The first thing to keep in mind is that a GPU renders images or frames with a huge number of pixels on the screen tens of times per second. To the point of reaching tens of millions of pixels that are drawn on a screen per second in front of our eyes.
But, before those pixels reach the screen they need to be drawn in an image buffer, which is a part of the VRAM that on the one hand stores the image already generated by the GPU and on the other hand the one that is currently generating. the GPU. This image is composed when the GPU at the end of the 3D Pipeline writes the pixels to the image buffer.
Because that huge amount of pixels has to be drawn quickly enough, the GPU memory needs to have a good bandwidth.
Pixel Shaders, ROPS and VRAM Bandwidth
The penultimate stage of the 3D pipeline are the Pixel Shaders, which always export the results of their programs to the ROPS, the only piece in the graphic pipeline with the ability to write to memory. Either to the last level cache, in the case of the newer graphic architectures, as well as to the VRAM itself, which is the general case.
GPU manufacturers always specify the number of ROPS their GPUs have, for example the NVIDIA RTX 3090 has a total of 112 ROPS, which means that it can write to the image buffer up to 112 pixels per scan cycle. clock. The GPU at its base speed works at 1395 MHz, so while it works at that speed it will write in the image buffer 156,240,000,000 pixels in total, if each of them contains 32 bits of information, 8 bits per component, on average , then a bandwidth of 625 GB / s will be required.
The enormous bandwidth that GPUs need to work has forced the implementation of image buffer compression mechanisms such as the implementation of Delta Color Compression, which compress the information, reducing the impact on bandwidth.
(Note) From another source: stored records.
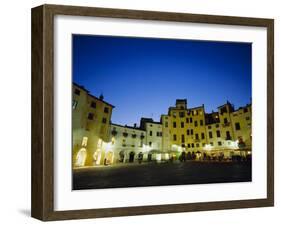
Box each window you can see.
[181,134,185,143]
[201,133,205,139]
[122,139,126,147]
[72,100,78,109]
[235,122,240,130]
[91,101,97,108]
[217,130,221,137]
[226,131,231,140]
[82,137,88,147]
[179,111,184,118]
[88,112,94,120]
[103,107,109,113]
[74,89,80,96]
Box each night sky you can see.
[73,35,252,125]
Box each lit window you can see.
[72,100,78,109]
[217,130,221,137]
[74,89,80,96]
[91,101,97,108]
[103,107,109,113]
[88,112,94,120]
[81,137,88,147]
[235,122,240,130]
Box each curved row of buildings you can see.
[72,84,249,168]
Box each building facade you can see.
[72,84,252,167]
[72,84,114,167]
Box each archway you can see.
[93,148,101,165]
[75,148,87,167]
[129,151,135,162]
[105,151,114,165]
[119,151,125,162]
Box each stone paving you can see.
[73,161,252,190]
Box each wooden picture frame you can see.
[31,5,274,221]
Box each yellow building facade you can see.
[161,99,252,160]
[72,84,252,168]
[72,84,114,167]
Tile, bandwidth and VRAM rendering
Because GPUs that render by tiles what they do is divide the image buffer into small image buffers that fit inside a GPU’s internal memory, these do not require high-bandwidth VRAM memories, which are not viable. in handheld devices like GDDR6.
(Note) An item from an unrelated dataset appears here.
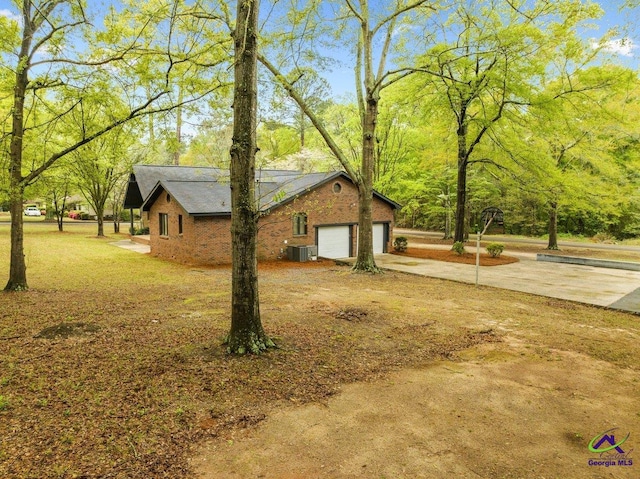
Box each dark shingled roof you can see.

This is the reason why PostPC devices that use this type of GPU such as tablets and smartphones, do not have bandwidth problems when rendering, since their GPUs render by tiles. However, the implementation of Tile Rendering translates into complicating the hardware sacrificing raw power by having a somewhat more complicated rendering pipeline.
If you combine a Tile Renderer with a high-bandwidth VRAM memory, either HBM2 or GDDR6, the result would be that one party would not allow to take full advantage of the other, since the benefits of one would outweigh those of the other .
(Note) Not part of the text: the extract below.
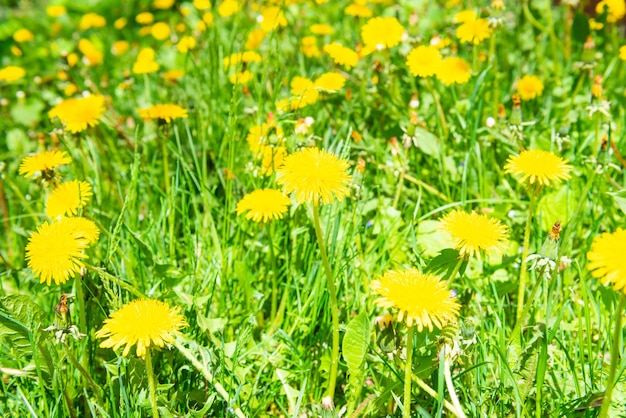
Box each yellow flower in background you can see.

The bandwidth required by VRAM limits PC SoCs
PC SoCs where a GPU is built on the same chip as the CPU are usually very low powered. What’s stopping Intel or AMD from launching SoCs with more powerful GPUs inside them? The reason is that CPU and GPU share the same type of memory, usually DDR or LPDDR.
Due to the limited bandwidth compared to other more specialized memory for graphics, the power of the integrated GPUs cannot be scaled further. This is the reason why video game consoles despite using SoC use memories such as GDDR5 and GDDR6, since if this memory is not used it would not be possible to integrate the powerful GPUs that they integrate.
The other side of bandwidth in VRAM, texturing
The other function where a GPU needs to use high bandwidth is in texturing, where the textures meet in the VRAM. The same number of pixels that are then going to be drawn in the image buffer have to be textured and the usual thing is that for each pixel on the screen, several requests will be made to the VRAM. That is why bandwidth is also related to texturing.
Nor can we forget that the texture units are included in the real cores of the GPU, or shader units, and therefore the bandwidth is directly related to the configuration that the GPU has. Which obviously will scale with the number of pixels that it is going to draw, that is why AMD and NVIDIA sell their cards according to the resolution at which they are going to render and in different ranges, since not all monitors on the market are the same.
This is why we do not see low-end graphics cards with the same number of high-end graphics cards, it is not just a matter of manufacturing costs.